L’AESA avait rendu un premier avis favorable le 19 janvier 2005, suite au dépôt par Pioneer et Mycogen d’un dossier de demande d’autorisation à la culture en 2001. Ce premier avis était confirmé par un second avis le 29 janvier 2008, qui concluait que onze nouvelles publications scientifiques ne remettaient pas en cause le précédent avis favorable. En 2011, suite notamment à l’interpellation de certains États membres, l’AESA publiait un troisième avis qui proposait des mesures de réduction des risques pour les insectes non cibles. Mais la Commission européenne demandait en septembre 2011 à l’AESA de préciser cet avis afin de mieux « prendre en considération la diversité des systèmes agricoles au sein de l’Union européenne » [2].
Dans l’UE, chaque État membre doit adopter des règles de coexistence pour « gérer » la culture de plantes génétiquement modifiées (PGM). Ces règles visent à protéger les productions agricoles non transgéniques de toute contamination par les cultures transgéniques, que ce soit au champ ou dans les chaînes de transformation. Dans le dossier du maïs Bt TC1507, l’AESA préconise des règles de mise en culture complémentaires – qui ne sont pas des règles de coexistence -, visant à protéger les larves d’insectes non ciblés par les protéines insecticides que certaines PGM produisent. Ces préconisations visent à limiter les impacts possibles du maïs GM, impacts théoriquement détectés par un plan de surveillance post-commercialisation.

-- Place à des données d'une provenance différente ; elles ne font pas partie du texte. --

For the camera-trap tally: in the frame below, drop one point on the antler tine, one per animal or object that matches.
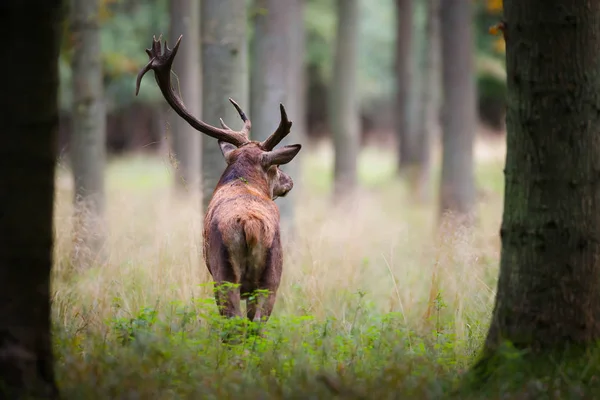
(245, 119)
(161, 62)
(282, 131)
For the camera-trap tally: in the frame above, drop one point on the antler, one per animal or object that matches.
(282, 131)
(161, 64)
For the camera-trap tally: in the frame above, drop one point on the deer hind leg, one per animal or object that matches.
(261, 307)
(226, 278)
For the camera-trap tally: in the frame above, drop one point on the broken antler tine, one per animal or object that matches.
(239, 110)
(141, 74)
(223, 124)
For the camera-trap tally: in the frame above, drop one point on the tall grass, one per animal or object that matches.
(375, 299)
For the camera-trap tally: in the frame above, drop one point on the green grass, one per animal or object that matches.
(375, 301)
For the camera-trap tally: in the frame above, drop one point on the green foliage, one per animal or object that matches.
(126, 30)
(177, 350)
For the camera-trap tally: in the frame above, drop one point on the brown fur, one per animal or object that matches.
(241, 232)
(241, 227)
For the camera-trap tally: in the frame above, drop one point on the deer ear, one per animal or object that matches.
(281, 156)
(227, 150)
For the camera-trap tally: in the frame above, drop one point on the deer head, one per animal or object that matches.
(241, 235)
(261, 159)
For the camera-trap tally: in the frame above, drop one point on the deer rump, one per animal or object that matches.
(242, 241)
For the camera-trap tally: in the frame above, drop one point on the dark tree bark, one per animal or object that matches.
(29, 107)
(88, 142)
(224, 75)
(549, 287)
(457, 191)
(186, 141)
(344, 100)
(407, 151)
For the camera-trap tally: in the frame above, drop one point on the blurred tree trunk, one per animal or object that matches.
(548, 295)
(457, 191)
(88, 143)
(344, 100)
(186, 141)
(224, 75)
(274, 44)
(296, 107)
(429, 102)
(27, 157)
(407, 152)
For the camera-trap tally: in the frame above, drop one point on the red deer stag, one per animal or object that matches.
(242, 244)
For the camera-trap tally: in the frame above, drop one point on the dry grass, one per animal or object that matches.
(381, 253)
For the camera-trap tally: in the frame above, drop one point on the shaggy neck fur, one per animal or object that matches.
(246, 172)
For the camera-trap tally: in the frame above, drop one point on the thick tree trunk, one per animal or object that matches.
(271, 81)
(344, 101)
(549, 287)
(429, 102)
(457, 191)
(29, 127)
(186, 141)
(88, 142)
(224, 75)
(407, 152)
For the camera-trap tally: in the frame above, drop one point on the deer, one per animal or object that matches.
(242, 246)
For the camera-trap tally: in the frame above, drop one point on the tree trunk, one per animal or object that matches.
(548, 294)
(344, 100)
(296, 106)
(224, 75)
(88, 143)
(186, 141)
(457, 191)
(407, 153)
(27, 156)
(429, 104)
(271, 79)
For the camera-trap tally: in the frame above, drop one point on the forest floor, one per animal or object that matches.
(375, 301)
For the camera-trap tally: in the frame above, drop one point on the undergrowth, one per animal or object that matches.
(375, 301)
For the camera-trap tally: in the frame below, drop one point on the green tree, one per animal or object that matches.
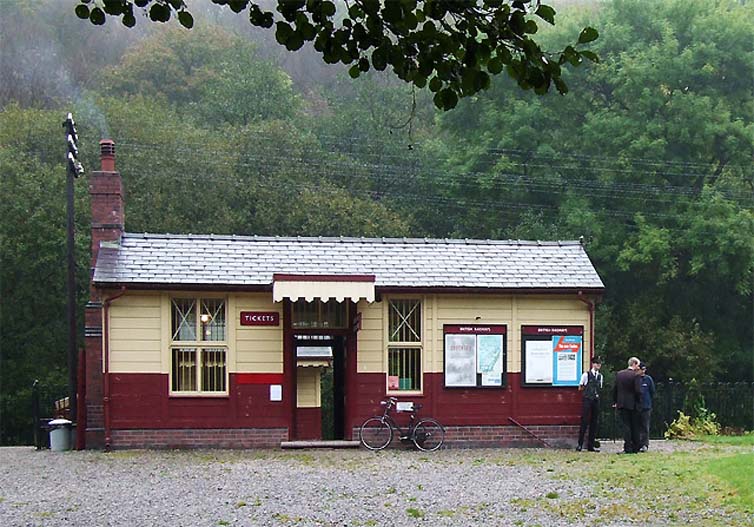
(650, 160)
(209, 73)
(452, 47)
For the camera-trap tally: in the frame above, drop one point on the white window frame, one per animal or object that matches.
(199, 346)
(395, 344)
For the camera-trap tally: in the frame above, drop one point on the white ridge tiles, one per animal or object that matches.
(165, 259)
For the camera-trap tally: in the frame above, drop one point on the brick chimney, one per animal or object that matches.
(106, 193)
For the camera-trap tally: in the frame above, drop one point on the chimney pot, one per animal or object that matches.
(107, 155)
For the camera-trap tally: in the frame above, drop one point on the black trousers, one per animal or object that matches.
(631, 425)
(644, 418)
(590, 417)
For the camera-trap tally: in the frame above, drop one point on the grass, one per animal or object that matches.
(743, 440)
(414, 513)
(737, 471)
(685, 486)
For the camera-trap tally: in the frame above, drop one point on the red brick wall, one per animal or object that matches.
(485, 411)
(141, 401)
(200, 438)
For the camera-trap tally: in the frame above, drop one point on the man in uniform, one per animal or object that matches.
(590, 385)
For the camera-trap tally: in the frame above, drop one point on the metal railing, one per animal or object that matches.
(46, 405)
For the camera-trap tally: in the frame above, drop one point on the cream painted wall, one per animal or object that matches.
(259, 349)
(140, 326)
(135, 334)
(371, 338)
(308, 387)
(438, 310)
(140, 329)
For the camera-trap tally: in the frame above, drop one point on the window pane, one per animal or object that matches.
(184, 369)
(184, 319)
(213, 370)
(405, 365)
(212, 319)
(404, 320)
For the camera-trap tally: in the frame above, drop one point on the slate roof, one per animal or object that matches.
(243, 261)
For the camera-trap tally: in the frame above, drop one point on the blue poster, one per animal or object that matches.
(566, 356)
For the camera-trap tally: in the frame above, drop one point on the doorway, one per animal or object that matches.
(328, 354)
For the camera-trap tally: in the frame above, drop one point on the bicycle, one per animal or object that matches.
(376, 432)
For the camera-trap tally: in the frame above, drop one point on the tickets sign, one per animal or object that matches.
(260, 318)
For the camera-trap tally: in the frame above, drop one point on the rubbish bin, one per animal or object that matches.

Si le maïs TC1507 est modifié pour tuer la pyrale du maïs, d’autres insectes comme les lépidoptères peuvent également être « victimes » de la protéine insecticide produite par la PGM, la protéine Cry1F en l’occurrence. Les larves de ces lépidoptères non cibles peuvent en effet être exposées à cette protéine lorsque du pollen de maïs TC1507 se dépose sur les plantes où pondent les lépidoptères et où se développent leurs larves (maïs ou colza par exemple). Les experts de l’AESA préconisent donc que les cultures de maïs TC1507 soient organisées pour prendre en compte ce problème, selon la sensibilité (de légère à extrême) des larves à la toxine. Les agriculteurs devront installer des lignes de maïs non Bt réparties au pourtour du champ cultivé avec du maïs TC1507 et non un bloc de maïs non Bt semé n’importe où dans le champ. En cas de présence d’habitats protégés, comme les zones Natura 2000, contenant des larves d’insectes non cibles, c’est la zone protégée elle-même qui devra être isolée des cultures en établissant une distance d’isolation de trente mètres entre cette zone et les cultures GM. Enfin, Pioneer et Mycogen devront mieux prendre en compte la présence locale d’insectes non cibles, et donc de leurs larves, dans les plans de surveillances post-commercialisation.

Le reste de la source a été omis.